Looking to help understand MTHFR and what I can do about it. Could someone help me understand that a bit more?
My take on Mthfr…
Most people have at least one(or several) variants for Mthfr, therefore it’s highly unlikely that it’s the cause of anyone’s problems. If there are Mthfr mutations or variants that cause health issues, they’re not the ones showing up on tests like 23andme. Here’s a pretty good write up about it(by a company who wants to sell you a product! So if there were a shred of evidence that Mthfr was real, they wouldn’t be downplaying it. They would encourage people to buy tests so they can see if they have it!)
https://blog.23andme.com/health-traits/our-take-on-the-mthfr-gene/
Thanks for the reply. My only concern is that I have been doing research on
MTHFR and found out I have a homogeneous mutation as shown below. And just
trying to understand how much methylfolate and b vitamins I should be
taking.
MTHFR C677T https://livewello.com/snp/rs1801133 rs1801133
https://livewello.com/snp/rs1801133 A
http://www.ncbi.nlm.nih.gov/SNP/snp_ref.cgi?rs=rs1801133 GG
https://www.23andme.com/you/explorer/snp/?snp_name=rs1801133 -/-
MTHFR A1298C https://livewello.com/snp/rs1801131 rs1801131
https://livewello.com/snp/rs1801131 G
http://www.ncbi.nlm.nih.gov/SNP/snp_ref.cgi?rs=rs1801131 GG
https://www.23andme.com/you/explorer/snp/?snp_name=rs1801131 +/+
There is only one MTHFR mutation that has been shown, be reliable, repeatable, studies to have any potential for adverse effects. That’s being homozygous for C677T.
You have that mutation, as do 9% of the population, as do I. If you research the science, rather than speculative clickbait websites, you’ll find just what that mutation means.
Being homozygous for C677T means that the MTHFR enzyme is more thermally labile. That means it is only about 30% efficient at converting methylenetetrahydrofolate to Methyltetrahydrofolate. But, for most people, the body can handle that just by making more of the enzyme.
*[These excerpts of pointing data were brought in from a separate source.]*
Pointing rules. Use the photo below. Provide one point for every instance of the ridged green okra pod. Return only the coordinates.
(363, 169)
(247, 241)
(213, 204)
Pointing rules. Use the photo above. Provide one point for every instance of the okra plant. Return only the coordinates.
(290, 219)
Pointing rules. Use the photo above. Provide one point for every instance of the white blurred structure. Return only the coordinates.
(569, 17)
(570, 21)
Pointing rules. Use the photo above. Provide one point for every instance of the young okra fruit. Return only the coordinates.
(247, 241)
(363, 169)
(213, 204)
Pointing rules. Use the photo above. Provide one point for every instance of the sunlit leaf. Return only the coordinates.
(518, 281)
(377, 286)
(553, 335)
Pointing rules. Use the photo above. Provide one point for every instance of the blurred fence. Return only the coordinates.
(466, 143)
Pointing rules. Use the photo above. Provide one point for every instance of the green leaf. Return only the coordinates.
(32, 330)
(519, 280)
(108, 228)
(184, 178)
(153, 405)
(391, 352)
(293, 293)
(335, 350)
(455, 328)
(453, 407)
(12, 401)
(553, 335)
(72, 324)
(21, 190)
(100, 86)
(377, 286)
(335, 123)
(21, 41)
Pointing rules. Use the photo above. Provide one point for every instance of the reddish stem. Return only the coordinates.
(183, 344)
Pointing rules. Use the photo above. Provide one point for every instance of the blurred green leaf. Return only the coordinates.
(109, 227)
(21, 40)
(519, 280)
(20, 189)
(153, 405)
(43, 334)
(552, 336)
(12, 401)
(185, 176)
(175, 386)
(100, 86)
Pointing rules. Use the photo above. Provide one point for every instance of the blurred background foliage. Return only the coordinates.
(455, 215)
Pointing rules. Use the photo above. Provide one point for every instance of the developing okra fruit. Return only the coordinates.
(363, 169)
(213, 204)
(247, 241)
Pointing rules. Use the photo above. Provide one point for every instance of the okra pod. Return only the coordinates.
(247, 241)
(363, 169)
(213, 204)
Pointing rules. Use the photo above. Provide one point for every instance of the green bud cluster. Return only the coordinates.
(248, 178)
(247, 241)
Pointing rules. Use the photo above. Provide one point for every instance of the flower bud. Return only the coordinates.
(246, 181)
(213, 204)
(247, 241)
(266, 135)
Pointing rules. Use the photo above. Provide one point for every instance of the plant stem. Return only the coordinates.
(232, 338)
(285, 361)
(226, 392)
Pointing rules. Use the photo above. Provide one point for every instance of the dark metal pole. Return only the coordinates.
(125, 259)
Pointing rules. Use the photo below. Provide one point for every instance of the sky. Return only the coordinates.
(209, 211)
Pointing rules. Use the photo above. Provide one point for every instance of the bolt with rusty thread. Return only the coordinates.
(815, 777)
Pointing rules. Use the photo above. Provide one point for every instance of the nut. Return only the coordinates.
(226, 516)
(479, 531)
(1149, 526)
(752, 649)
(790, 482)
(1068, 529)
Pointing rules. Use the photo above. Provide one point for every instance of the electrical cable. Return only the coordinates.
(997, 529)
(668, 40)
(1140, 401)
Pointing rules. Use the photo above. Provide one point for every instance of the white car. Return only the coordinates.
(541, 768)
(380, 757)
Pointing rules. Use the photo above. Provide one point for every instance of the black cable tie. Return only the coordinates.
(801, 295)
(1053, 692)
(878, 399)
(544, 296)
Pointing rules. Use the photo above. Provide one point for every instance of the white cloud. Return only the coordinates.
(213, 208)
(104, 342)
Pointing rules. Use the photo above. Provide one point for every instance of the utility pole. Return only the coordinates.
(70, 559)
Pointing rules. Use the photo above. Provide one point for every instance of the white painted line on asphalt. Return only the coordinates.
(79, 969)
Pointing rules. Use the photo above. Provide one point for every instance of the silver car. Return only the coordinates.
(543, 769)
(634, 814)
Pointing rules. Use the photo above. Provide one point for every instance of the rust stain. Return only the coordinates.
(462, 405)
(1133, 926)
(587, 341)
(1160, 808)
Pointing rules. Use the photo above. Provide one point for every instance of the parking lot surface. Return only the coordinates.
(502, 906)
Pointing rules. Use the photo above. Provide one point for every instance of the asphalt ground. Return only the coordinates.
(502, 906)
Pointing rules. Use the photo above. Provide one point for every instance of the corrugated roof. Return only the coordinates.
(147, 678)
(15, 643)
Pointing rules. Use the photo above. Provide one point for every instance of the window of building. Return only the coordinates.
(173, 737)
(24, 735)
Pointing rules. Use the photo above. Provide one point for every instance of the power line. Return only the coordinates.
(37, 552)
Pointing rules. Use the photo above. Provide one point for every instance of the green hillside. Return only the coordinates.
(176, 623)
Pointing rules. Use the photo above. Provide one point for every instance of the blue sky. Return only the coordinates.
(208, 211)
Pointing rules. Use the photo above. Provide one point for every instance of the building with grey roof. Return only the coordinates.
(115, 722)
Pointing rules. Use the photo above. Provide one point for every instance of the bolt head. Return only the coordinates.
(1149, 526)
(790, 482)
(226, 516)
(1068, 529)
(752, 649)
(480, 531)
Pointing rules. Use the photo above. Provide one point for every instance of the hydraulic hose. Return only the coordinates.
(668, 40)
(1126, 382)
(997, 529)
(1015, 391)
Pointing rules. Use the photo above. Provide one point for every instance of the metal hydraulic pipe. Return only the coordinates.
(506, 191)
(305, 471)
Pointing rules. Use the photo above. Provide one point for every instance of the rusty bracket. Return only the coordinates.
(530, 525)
For the small number of people who do have a problem it can be easily fixed by supplementing with methylfolate.
As I said, I have this mutation. I took methylfolate for two years. Then I switched to folic acid for three months. I noticed no difference at all.
Appreciate the response Frank. Have you discovered anything useful from
your results or personal changes that made a positive affect on your life?